PEX crawl

We are conducting extensive measurements to understand the current performance of PEX. The objective of the measurement is to estimate features and possibilities of any future PEX-based distributed tracker system. To perform a crawl, a high-performance low-footprint BitTorrent bot was implemented in libevent+JavaScript (v8).

EZTV experiments

One fresh EZTV swarm having total peer count around 4000 was crawled in a straightforward manner: the bot bootstrapped with some peers, did a BitTorrent connection and waited for PEX messages. As a PEX message arrives, the bot attempt to connect to every mentioned peer. The process is recursive. In every experiment, the total number of known peers was close to the tracker's estimation of the swarm size.

The central point of the measurement was to measure the rate of obsolescence of PEXed data. The rate was high.

Three crawls were made in 2008: on 14 Oct 16:16 and 17:16 pm and on 15 Oct on 10:16 am.

time 14 Oct 16:16 14 Oct 17:16 15 Oct 10:16 16 Oct 14:00
peers known 4562 4183 3782 3024
peers connected 719 16% 470 11% 651 17% 743 25%
PEX sources 121 104 427* 514
  • Because of change in the code, the third run lasted longer, so more peers sent their PEX messages in.

On the rate of obsolescence.

  • Intersection between 1st run and 2rd run connected peers (719, 470 resp) is still 73 peers
  • Intersection between 1st run and 3rd run connected (719, 651 peers resp) is 15 peers!
  • Intersection between 2nd run and 3rd run connected (479, 651 peers resp) is 10 peers!
  • All three lists of connected peers intersect by just 3 items!

So, old PEX data is mostly garbage. And even with the freshest data, we may shortcut a triangle in about 15% of the cases (i.e. connect to a peer who is connected to somebody we are connected to). Lists of known peers of the 1st and 2nd runs intersect by about a half. Between 1 and 3 runs, 334 known peers are common; between 1st and 4th runs, 168 known peers are common. So, peer rotation rate is high. Everything is very fluid and volatile here.

Obvious reasons for peer unconnectability:

  • NAT/firewall, one-way connectivity
  • peers are normally overloaded, as the maximum number of connections is reached, new incoming connections are dropped (busy)
  • peer pipes are saturated => probability of packet loss
  • stale data - peer was online, not anymore

UPDATE 16 Oct On the next day, 16 oct, connection success rate is 25% using the same version of software. it really depends on the wind! (swarm lifecycle stage?)

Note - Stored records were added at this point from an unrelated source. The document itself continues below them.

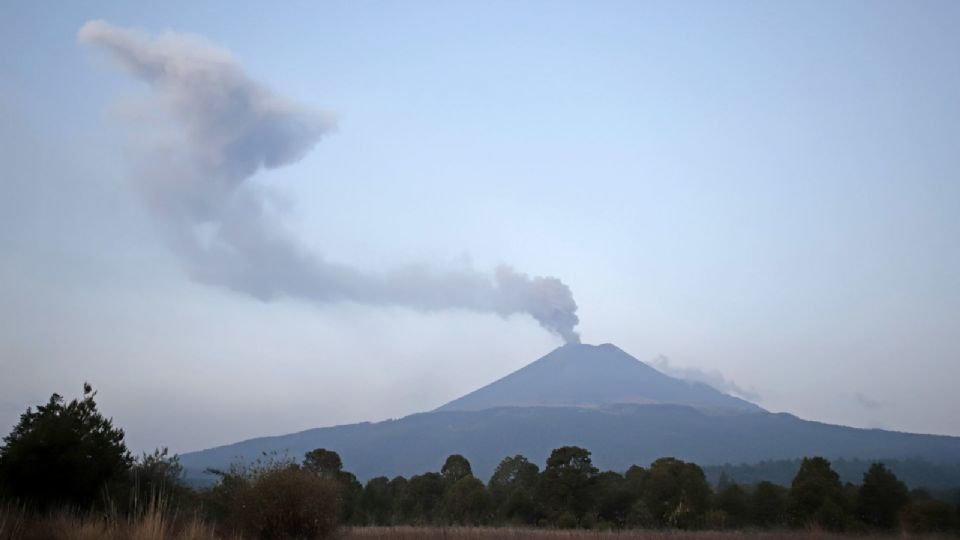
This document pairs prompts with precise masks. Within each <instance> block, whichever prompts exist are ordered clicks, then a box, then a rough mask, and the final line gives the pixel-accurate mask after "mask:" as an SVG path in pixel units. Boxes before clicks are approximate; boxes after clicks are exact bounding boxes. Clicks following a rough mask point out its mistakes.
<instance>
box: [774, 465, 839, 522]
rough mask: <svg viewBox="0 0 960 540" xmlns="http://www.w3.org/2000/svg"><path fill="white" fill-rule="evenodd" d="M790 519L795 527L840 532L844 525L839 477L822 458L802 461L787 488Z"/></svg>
mask: <svg viewBox="0 0 960 540" xmlns="http://www.w3.org/2000/svg"><path fill="white" fill-rule="evenodd" d="M788 503H789V505H788V508H789V513H790V519H791V521H792V522H793V524H794V525H795V526H798V527H806V526H810V525H817V526H820V527H823V528H826V529H830V530H841V529H843V528H844V527H845V525H846V508H845V506H846V501H845V499H844V495H843V485H842V484H841V483H840V477H839V476H838V475H837V473H836V472H834V470H833V469H832V468H831V467H830V462H829V461H827V460H826V459H824V458H822V457H813V458H804V459H803V461H802V462H801V463H800V470H799V471H797V475H796V476H795V477H794V478H793V482H792V483H791V484H790V493H789V499H788Z"/></svg>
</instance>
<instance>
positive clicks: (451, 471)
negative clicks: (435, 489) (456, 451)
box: [440, 454, 473, 484]
mask: <svg viewBox="0 0 960 540" xmlns="http://www.w3.org/2000/svg"><path fill="white" fill-rule="evenodd" d="M440 474H442V475H443V479H444V480H446V482H447V483H448V484H454V483H456V482H457V481H458V480H460V479H462V478H466V477H468V476H473V469H472V468H471V467H470V462H469V461H467V458H465V457H463V456H461V455H460V454H453V455H451V456H449V457H448V458H447V460H446V461H445V462H444V463H443V467H442V468H441V469H440Z"/></svg>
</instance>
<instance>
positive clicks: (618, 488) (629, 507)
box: [593, 471, 638, 528]
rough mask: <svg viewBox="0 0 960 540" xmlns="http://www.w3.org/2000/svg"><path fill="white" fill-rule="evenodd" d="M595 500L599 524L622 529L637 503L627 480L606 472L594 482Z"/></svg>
mask: <svg viewBox="0 0 960 540" xmlns="http://www.w3.org/2000/svg"><path fill="white" fill-rule="evenodd" d="M593 492H594V495H593V498H594V500H595V501H596V503H597V506H596V511H597V518H598V519H599V524H600V525H604V526H609V527H617V528H622V527H624V526H625V525H626V523H627V517H628V516H629V515H630V509H631V508H632V507H633V503H634V502H635V501H636V499H637V498H638V497H637V494H634V492H633V490H631V489H630V485H629V484H628V483H627V480H626V478H624V476H623V475H622V474H620V473H617V472H614V471H605V472H602V473H600V474H598V475H597V476H596V478H595V479H594V481H593Z"/></svg>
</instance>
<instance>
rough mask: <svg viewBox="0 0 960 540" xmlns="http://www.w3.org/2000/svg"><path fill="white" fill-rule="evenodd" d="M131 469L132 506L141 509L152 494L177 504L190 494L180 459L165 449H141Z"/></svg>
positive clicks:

Private tracker experiments

Is it possible?

Multiswarmness experiments

  • What is the average peer swarmness?
  • Is the interswarm graph more stable than peer graph?
  • [TorrentSmell] feasibility
  • bandwidth data for Maciek
  • piece subset correlations
  • revisit [BitBanking] feasibility

10% connected => know arrivals, departures of virtually any peer on the swarm, but will not know the connection topology. Full tomography => connect all non-NATed and listen for NATed => will know the connection topology to a large degree.